We rounded up 10 name-brand product categories we think you should skip because the generics are just as good—while often being much cheaper.
1. Table salt
Morton's salt contains: Salt, Calcium Silicate (an anti-caking agent), Dextrose, and Potassium Iodide. You'll more or less find the exact same ingredients in every table salt brand. What you're really paying for is packaging, which becomes a moot point if you transfer your salt into a shaker or separate container.
2. Aluminum foil
The main difference in foils is whether or not they are heavy duty. Once you take that away, aluminum foils only differ in name only.
Tests done by WPI have shown that more expensive batteries rarely ever give more bang for your buck. That doesn't mean they all last the same length of time, but cheaper batteries are just fine for most things.
4. Bottled water
Water is water, and most bottled water comes from natural sources that are basically just tap water. As long as the water's clean, you're good to go with generic water brands.
For every name-brand cereal, there's a bagged version that's just as good. Argue all you want—you'll never convince me otherwise. There's no accounting for taste, but there is for all the money you'll save buying Oat Rounds over pricier name-brand versions.
6. Lipstick and other makeup
We've actually done scientific and extensive testing of liquid lipsticks, and found Giorgio Armani's Lip Maestro to be a dud. Get Wet n Wild Megalast instead. And that's true for many makeup brands in our experience: higher costs usually come from the advertising campaigns, not higher quality ingredients.
7. Pricey HDMI cables
According to our TV expert Lee Neikirk–who did all the testing for our roundup of the best HDMI cables—all HDMI cables provide the same performance. So it's better to get a good deal, even if you're putting the cable into the wall.

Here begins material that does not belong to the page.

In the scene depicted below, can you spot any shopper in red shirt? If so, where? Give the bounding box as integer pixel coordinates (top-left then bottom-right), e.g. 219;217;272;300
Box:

The quality of a spice is almost always based on its freshness, not the company that packages it. So it's better to check sell-by dates rather than who it's sold by, generic or not.
9. Baking soda
Like salt, there's really no difference between baking sodas, as any professional chef will tell you. The French discovered baking soda in 1791, and the formula hasn't changed much since then. Save your money and buy the cheap version.
If a toothpaste has the ADA seal of acceptance, you're good to go in terms protecting your teeth. Things like mouthfeel and taste matter, of course, but if you just need to keep your teeth clean, they'll all get the job done.